The time complexity is O((V + E) log V) using a priority queue, where V is the number of vertices and E is the number of edges. This makes it efficient for finding MSTs in dense graphs.

Real-World Applications

Network design: connecting cities with minimum cable length
Cluster analysis: grouping similar data points
Image segmentation: partitioning images into regions
Circuit design: minimizing wire length in circuit boards
Approximation algorithms: solving traveling salesman problem variants

Kruskal's Algorithm

Kruskal's algorithm solves the same problem (finding a minimum spanning tree) but uses a different approach. Instead of growing the tree from a single node like Prim's, Kruskal's algorithm sorts all edges by weight and adds them one by one, skipping edges that would create cycles.

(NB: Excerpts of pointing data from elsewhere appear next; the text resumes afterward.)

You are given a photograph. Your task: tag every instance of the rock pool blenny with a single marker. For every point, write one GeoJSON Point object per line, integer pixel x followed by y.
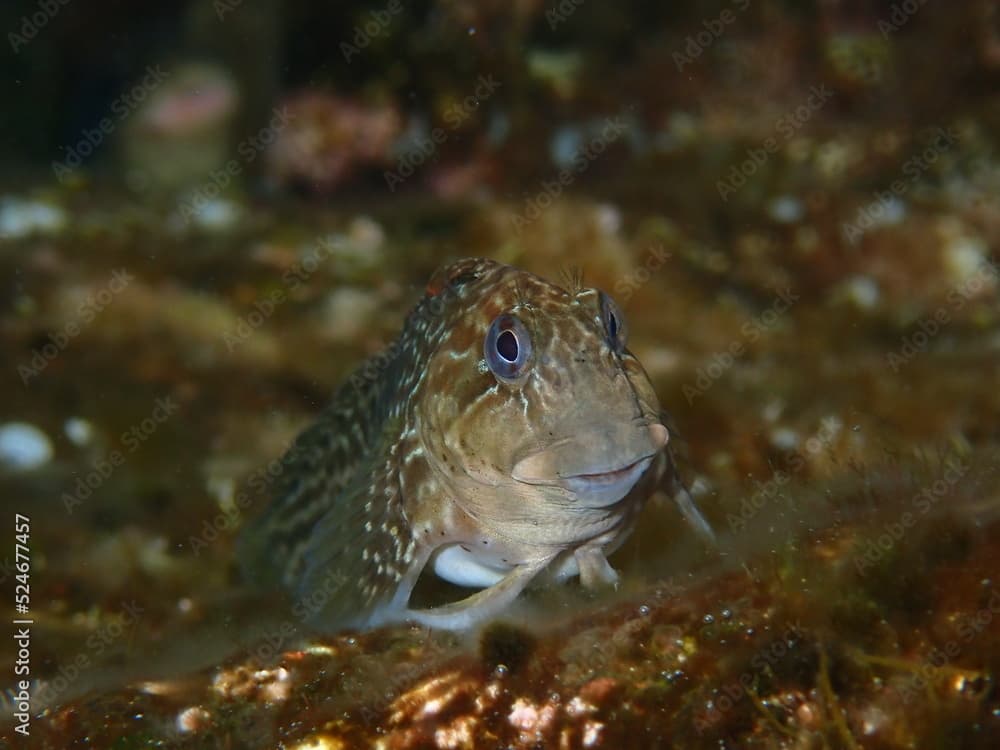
{"type": "Point", "coordinates": [508, 430]}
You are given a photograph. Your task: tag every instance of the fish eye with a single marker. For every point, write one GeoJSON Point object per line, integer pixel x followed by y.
{"type": "Point", "coordinates": [507, 347]}
{"type": "Point", "coordinates": [614, 323]}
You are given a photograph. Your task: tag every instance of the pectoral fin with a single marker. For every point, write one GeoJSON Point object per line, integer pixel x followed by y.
{"type": "Point", "coordinates": [482, 605]}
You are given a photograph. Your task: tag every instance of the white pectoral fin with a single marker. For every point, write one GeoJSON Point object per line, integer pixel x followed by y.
{"type": "Point", "coordinates": [482, 605]}
{"type": "Point", "coordinates": [595, 570]}
{"type": "Point", "coordinates": [692, 515]}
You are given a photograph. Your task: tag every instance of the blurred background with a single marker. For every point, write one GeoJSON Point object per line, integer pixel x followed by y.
{"type": "Point", "coordinates": [212, 212]}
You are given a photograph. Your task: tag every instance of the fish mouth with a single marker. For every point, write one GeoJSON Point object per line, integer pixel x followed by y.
{"type": "Point", "coordinates": [606, 487]}
{"type": "Point", "coordinates": [599, 488]}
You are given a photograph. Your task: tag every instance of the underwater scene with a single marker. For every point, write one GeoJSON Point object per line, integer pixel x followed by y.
{"type": "Point", "coordinates": [509, 375]}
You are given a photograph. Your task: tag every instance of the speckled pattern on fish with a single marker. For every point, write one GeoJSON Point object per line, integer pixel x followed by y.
{"type": "Point", "coordinates": [507, 431]}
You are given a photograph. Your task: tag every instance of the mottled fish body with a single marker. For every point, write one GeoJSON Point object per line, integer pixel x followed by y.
{"type": "Point", "coordinates": [507, 431]}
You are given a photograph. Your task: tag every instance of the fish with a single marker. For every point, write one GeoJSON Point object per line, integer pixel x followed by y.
{"type": "Point", "coordinates": [506, 432]}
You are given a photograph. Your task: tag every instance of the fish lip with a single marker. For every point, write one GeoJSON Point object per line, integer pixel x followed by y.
{"type": "Point", "coordinates": [594, 479]}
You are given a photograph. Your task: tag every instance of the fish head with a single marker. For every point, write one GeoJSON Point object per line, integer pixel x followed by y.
{"type": "Point", "coordinates": [536, 401]}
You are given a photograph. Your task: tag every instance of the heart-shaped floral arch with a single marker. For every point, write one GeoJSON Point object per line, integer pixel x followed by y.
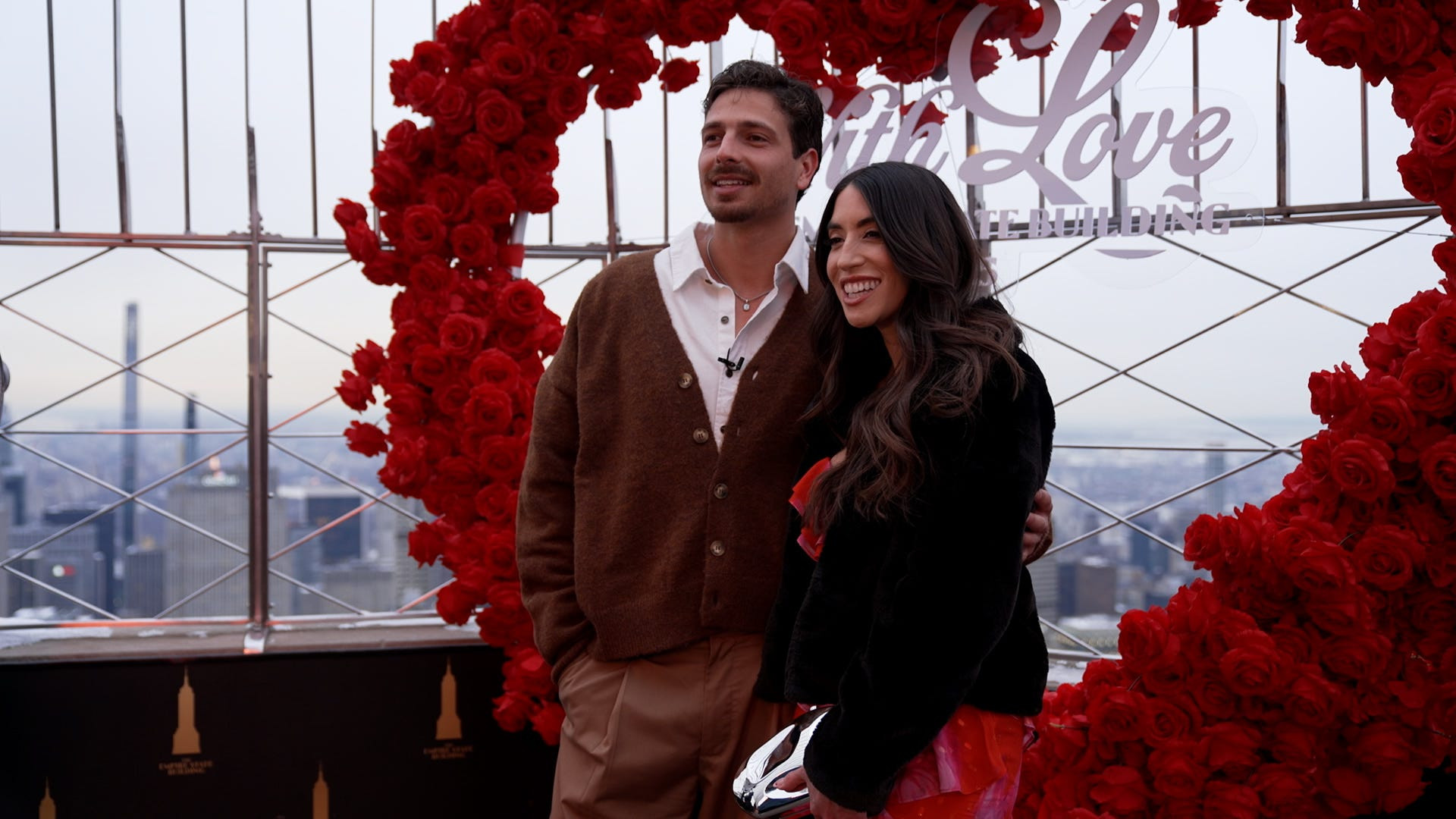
{"type": "Point", "coordinates": [1313, 675]}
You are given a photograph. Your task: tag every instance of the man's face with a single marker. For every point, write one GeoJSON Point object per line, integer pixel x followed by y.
{"type": "Point", "coordinates": [747, 168]}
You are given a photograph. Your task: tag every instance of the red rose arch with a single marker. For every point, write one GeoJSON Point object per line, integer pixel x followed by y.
{"type": "Point", "coordinates": [1313, 675]}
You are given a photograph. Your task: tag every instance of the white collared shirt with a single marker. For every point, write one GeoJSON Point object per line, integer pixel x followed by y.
{"type": "Point", "coordinates": [702, 314]}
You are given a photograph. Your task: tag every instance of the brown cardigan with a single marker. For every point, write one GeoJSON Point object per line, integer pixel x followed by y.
{"type": "Point", "coordinates": [634, 532]}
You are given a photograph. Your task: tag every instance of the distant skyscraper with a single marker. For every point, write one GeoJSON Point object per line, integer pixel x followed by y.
{"type": "Point", "coordinates": [1216, 494]}
{"type": "Point", "coordinates": [72, 563]}
{"type": "Point", "coordinates": [218, 502]}
{"type": "Point", "coordinates": [145, 594]}
{"type": "Point", "coordinates": [12, 479]}
{"type": "Point", "coordinates": [128, 422]}
{"type": "Point", "coordinates": [1088, 586]}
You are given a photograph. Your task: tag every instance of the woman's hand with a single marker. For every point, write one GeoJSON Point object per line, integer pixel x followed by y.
{"type": "Point", "coordinates": [820, 805]}
{"type": "Point", "coordinates": [1036, 538]}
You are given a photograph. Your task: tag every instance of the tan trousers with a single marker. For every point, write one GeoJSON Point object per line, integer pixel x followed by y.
{"type": "Point", "coordinates": [657, 736]}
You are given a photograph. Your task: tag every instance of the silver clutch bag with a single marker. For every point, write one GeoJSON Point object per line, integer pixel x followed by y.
{"type": "Point", "coordinates": [755, 784]}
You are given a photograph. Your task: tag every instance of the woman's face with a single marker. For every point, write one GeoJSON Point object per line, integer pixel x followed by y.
{"type": "Point", "coordinates": [859, 268]}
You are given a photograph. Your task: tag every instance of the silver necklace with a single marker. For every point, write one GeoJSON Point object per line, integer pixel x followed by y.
{"type": "Point", "coordinates": [712, 268]}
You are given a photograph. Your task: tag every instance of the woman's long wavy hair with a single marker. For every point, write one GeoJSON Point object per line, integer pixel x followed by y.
{"type": "Point", "coordinates": [951, 338]}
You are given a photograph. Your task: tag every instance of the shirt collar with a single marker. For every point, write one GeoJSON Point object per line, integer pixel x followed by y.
{"type": "Point", "coordinates": [685, 260]}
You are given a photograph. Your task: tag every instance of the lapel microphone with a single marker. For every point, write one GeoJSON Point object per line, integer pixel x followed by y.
{"type": "Point", "coordinates": [730, 366]}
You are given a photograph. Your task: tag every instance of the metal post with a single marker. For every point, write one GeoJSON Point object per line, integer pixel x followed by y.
{"type": "Point", "coordinates": [55, 159]}
{"type": "Point", "coordinates": [313, 131]}
{"type": "Point", "coordinates": [187, 152]}
{"type": "Point", "coordinates": [612, 187]}
{"type": "Point", "coordinates": [1280, 123]}
{"type": "Point", "coordinates": [256, 419]}
{"type": "Point", "coordinates": [123, 193]}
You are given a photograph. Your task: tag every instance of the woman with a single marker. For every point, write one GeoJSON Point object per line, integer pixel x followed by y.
{"type": "Point", "coordinates": [912, 614]}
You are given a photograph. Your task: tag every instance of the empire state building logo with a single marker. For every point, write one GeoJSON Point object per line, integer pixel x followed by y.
{"type": "Point", "coordinates": [187, 742]}
{"type": "Point", "coordinates": [447, 726]}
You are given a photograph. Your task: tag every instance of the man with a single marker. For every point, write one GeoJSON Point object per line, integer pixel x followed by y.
{"type": "Point", "coordinates": [654, 502]}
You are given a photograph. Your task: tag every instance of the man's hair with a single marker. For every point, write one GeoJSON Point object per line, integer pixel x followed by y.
{"type": "Point", "coordinates": [795, 98]}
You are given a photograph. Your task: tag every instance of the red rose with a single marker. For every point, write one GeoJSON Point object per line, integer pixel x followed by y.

Here's a Python implementation of Kruskal's algorithm using a union-find data structure:

def find(parent, node):
    if parent[node] != node:
        parent[node] = find(parent, parent[node])
    return parent[node]

def union(parent, rank, x, y):
    root_x = find(parent, x)
    root_y = find(parent, y)
    
    if root_x == root_y:
        return False
    
    if rank[root_x] < rank[root_y]:
        parent[root_x] = root_y
    elif rank[root_x] > rank[root_y]:
        parent[root_y] = root_x
    else:
        parent[root_y] = root_x
        rank[root_x] += 1
    return True

def kruskal(graph):
    edges = []
    for node in graph:
        for neighbor, weight in graph[node]:
            edges.append((weight, node, neighbor))
    
    edges.sort()
    parent = {node: node for node in graph}
    rank = {node: 0 for node in graph}
    mst_edges = []
    
    for weight, from_node, to_node in edges:
        if union(parent, rank, from_node, to_node):
            mst_edges.append((from_node, to_node, weight))
    
    return mst_edges

# Example
graph = {'A': [('B', 4), ('C', 2)], 'B': [('A', 4), ('C', 1)],
         'C': [('A', 2), ('B', 1), ('D', 3)], 'D': [('C', 3)]}
print(kruskal(graph))
# [('C', 'B', 1), ('A', 'C', 2), ('C', 'D', 3)]

Why not visualize Kruskal's here? While Kruskal's algorithm is equally important and efficient (also O(E log E)), Prim's algorithm is more visually intuitive to demonstrate. Prim's grows the tree step-by-step from a starting point, making it easier to follow the algorithm's progress. Kruskal's, on the other hand, processes edges globally and requires tracking connected components, which is less visually engaging but equally powerful in practice.